Он протянул руку, чтобы тронуть ее лицо, пальцы не слушались. Разозлившись, Кокэчу ударил женщину, и она упала на пол.

Кокэчу тяжело дышал, глядя, как она с трудом вновь встает на колени. Когда он стал развязывать пояс халата, женщина подняла голову. Рот у нее был в крови, нижняя губа распухла. Это зрелище еще больше распалило Кокэчу.

— Зачем ты бьешь меня? Что еще тебе нужно? — спросила женщина. В ее глазах блестели слезы.

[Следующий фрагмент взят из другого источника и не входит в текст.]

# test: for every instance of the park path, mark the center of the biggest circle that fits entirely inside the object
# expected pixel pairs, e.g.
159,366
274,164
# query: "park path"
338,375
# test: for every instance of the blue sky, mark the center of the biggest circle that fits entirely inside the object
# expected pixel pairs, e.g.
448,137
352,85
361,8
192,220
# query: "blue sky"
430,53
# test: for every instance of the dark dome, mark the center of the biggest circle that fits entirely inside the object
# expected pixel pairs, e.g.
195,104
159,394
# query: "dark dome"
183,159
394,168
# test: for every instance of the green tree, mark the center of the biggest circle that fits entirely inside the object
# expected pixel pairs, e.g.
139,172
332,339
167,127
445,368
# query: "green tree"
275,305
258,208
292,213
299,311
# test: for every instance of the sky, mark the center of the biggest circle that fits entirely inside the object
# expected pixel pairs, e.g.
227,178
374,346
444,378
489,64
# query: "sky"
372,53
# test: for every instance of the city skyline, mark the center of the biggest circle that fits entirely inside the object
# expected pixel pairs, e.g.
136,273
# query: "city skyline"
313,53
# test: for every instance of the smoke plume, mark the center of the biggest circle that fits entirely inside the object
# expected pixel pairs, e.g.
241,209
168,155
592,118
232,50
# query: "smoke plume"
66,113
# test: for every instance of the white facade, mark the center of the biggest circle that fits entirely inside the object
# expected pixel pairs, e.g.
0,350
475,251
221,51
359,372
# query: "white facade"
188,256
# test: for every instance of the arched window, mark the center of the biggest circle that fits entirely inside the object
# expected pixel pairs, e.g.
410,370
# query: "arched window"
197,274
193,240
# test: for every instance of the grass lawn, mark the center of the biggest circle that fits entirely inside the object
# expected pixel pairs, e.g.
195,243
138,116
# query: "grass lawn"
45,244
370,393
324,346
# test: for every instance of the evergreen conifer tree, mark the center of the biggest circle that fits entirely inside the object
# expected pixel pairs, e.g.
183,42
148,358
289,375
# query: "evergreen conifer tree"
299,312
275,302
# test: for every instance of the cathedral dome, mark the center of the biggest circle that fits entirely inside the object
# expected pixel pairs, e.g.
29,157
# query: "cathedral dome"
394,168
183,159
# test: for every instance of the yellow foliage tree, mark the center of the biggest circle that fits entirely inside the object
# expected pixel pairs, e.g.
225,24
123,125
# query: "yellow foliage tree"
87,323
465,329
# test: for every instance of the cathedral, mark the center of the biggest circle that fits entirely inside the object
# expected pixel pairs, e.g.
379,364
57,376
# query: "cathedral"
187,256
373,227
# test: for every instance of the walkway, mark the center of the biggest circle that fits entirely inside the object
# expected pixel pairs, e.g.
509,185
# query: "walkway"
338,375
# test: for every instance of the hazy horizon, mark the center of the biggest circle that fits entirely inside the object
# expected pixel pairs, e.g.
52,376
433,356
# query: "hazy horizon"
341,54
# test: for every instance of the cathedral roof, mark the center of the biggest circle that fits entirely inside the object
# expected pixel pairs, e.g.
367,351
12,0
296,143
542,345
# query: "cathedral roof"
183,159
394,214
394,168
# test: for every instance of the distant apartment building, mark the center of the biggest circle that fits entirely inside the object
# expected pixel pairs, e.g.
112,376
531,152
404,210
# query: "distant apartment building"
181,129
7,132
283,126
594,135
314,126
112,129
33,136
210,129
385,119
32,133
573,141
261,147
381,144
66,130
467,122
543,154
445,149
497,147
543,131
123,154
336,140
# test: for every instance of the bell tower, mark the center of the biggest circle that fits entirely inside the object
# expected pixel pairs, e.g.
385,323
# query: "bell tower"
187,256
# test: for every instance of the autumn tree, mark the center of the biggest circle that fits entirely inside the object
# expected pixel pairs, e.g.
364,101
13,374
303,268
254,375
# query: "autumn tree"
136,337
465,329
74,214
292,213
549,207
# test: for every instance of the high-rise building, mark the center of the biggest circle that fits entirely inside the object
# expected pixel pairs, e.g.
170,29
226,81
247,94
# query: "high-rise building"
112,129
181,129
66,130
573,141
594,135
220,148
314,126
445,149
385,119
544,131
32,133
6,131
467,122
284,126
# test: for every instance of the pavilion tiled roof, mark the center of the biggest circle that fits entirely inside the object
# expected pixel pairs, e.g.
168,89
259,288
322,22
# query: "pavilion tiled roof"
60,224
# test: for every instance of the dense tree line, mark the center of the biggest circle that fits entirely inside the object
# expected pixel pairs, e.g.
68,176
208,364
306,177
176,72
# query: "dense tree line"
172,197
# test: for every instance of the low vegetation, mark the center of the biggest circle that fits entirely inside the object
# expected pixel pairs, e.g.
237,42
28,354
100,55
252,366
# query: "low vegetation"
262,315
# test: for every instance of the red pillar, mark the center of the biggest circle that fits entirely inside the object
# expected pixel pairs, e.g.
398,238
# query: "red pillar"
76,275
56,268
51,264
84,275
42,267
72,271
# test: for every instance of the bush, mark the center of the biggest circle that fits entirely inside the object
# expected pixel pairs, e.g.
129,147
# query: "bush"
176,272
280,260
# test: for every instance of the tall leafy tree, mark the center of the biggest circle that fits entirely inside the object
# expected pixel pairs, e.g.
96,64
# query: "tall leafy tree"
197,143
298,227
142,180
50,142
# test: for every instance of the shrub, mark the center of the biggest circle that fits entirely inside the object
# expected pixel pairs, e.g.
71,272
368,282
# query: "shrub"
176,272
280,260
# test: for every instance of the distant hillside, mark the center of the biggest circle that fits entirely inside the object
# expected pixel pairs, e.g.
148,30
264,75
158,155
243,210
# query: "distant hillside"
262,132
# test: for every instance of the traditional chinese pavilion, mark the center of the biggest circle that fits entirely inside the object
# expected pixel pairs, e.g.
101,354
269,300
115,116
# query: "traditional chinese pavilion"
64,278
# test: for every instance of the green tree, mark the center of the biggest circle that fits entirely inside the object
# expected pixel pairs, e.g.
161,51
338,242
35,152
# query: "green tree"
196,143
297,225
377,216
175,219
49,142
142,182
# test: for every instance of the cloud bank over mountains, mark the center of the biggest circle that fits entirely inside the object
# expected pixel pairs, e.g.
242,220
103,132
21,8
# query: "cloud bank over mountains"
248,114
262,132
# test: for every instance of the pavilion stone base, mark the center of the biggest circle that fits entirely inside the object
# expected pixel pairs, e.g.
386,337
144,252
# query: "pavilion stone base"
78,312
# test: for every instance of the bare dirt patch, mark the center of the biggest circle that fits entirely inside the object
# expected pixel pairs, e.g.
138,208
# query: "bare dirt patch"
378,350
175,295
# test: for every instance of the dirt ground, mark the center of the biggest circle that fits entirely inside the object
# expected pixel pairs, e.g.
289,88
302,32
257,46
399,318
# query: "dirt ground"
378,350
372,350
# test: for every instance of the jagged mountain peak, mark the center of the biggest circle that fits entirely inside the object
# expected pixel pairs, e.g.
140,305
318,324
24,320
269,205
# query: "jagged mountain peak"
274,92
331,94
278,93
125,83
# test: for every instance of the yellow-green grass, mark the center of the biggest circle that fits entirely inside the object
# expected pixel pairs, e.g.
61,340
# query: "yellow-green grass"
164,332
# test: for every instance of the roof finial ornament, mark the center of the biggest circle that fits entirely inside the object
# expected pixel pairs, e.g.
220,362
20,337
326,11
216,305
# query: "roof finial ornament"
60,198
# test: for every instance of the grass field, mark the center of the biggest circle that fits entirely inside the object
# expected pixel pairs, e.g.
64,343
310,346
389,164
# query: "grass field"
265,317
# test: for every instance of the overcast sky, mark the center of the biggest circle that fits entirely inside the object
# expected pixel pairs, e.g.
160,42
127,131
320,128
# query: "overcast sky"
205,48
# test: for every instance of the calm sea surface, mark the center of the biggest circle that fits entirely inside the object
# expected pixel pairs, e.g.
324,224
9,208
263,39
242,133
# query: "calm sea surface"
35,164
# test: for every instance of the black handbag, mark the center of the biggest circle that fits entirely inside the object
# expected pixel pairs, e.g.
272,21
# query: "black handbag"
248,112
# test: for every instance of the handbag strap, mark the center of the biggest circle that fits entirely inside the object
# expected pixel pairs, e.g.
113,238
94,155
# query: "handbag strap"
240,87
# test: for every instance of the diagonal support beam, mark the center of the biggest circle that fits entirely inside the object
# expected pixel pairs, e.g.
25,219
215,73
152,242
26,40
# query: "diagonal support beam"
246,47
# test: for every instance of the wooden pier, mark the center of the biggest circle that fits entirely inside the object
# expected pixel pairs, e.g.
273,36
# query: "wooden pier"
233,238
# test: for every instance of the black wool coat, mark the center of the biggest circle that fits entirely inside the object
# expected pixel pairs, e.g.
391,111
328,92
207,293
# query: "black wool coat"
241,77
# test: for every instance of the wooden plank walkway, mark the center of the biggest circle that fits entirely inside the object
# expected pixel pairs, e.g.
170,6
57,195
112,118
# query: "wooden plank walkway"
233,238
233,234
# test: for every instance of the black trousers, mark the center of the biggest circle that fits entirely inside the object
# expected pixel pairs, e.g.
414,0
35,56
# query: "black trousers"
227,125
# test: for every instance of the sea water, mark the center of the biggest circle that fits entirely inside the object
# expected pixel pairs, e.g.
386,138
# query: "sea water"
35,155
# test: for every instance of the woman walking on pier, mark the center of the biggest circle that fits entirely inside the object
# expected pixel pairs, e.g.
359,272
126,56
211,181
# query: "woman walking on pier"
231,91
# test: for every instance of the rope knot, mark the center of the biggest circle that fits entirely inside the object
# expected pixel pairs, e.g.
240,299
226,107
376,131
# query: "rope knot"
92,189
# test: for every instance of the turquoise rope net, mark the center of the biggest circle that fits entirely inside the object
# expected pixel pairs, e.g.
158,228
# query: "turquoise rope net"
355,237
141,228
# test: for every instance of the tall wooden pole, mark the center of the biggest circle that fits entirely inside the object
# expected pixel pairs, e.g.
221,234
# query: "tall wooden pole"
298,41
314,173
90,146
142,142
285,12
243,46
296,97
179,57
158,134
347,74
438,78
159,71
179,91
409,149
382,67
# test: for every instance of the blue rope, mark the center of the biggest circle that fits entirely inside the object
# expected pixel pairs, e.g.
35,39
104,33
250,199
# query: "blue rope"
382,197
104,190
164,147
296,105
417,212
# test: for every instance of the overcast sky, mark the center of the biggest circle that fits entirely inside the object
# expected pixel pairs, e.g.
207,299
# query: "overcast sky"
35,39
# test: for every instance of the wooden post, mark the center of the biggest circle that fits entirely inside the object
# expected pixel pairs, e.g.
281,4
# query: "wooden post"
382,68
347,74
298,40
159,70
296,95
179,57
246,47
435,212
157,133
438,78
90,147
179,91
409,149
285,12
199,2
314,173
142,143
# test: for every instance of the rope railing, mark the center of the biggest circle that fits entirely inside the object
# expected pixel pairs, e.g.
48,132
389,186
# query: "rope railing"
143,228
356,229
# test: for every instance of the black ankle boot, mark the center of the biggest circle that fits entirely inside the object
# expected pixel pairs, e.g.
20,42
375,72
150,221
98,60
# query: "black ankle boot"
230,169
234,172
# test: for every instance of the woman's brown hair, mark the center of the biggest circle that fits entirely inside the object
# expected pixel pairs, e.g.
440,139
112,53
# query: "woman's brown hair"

— Власти над тобой, — ответил он, улыбаясь. — Что еще нужно мужчине? Это в нашей крови. Каждый был бы тираном, если бы мог.

ГЛАВА 17

Императорский город Яньцзин затих перед рассветом, правда, скорее от обильной еды и чрезмерных возлияний на празднике Фонарей, чем от страха перед монгольским войском. С заходом солнца император Вэй вышел на специально сооруженный помост к волнующимся толпам народа, и тысяча танцоров ударили в гонги и затрубили в трубы. Казалось, от оглушительного грохота даже мертвые встанут из могил. В знак смирения император был бос. Миллионы людей скандировали: «Десять тысяч лет жизни императору! Десять тысяч лет!» — и многоголосый крик разносился по улицам. В праздник Фонарей ночь изгоняли из города — он сиял, как драгоценный камень, освещенный мириадами огоньков. Даже три больших пруда сверкали — на волнах качались крошечные суденышки с горящими свечками. Шлюз открыли, лодочки устремились по Великому каналу, длиною в три тысячи ли, до южного города Ханчжоу, словно огненная река. Образ понравился юному императору, безропотно ожидавшему, когда же наконец утихнет грохот и рассеется белый дым от фейерверков. Их было так много, что город пропах порохом, а воздух горчил. Император знал: в эту ночь будет зачато много детей, в удовольствии или от насильников. Совершится больше сотни убийств, а дюжина пьяных найдет смерть в темных глубинах озера. Каждый год одно и то же.

Императору пришлось вытерпеть звучавшие отовсюду приветственные крики и возгласы в свою честь. Даже нищие, рабы и шлюхи радостно выкрикивали этой ночью его имя и освещали свои убогие жилища бесценным маслом. Он вынес все, только его взгляд порой становился холодным и отстраненным. Император думал о том, как сокрушить вражеские войска, которые посмели напасть на его страну.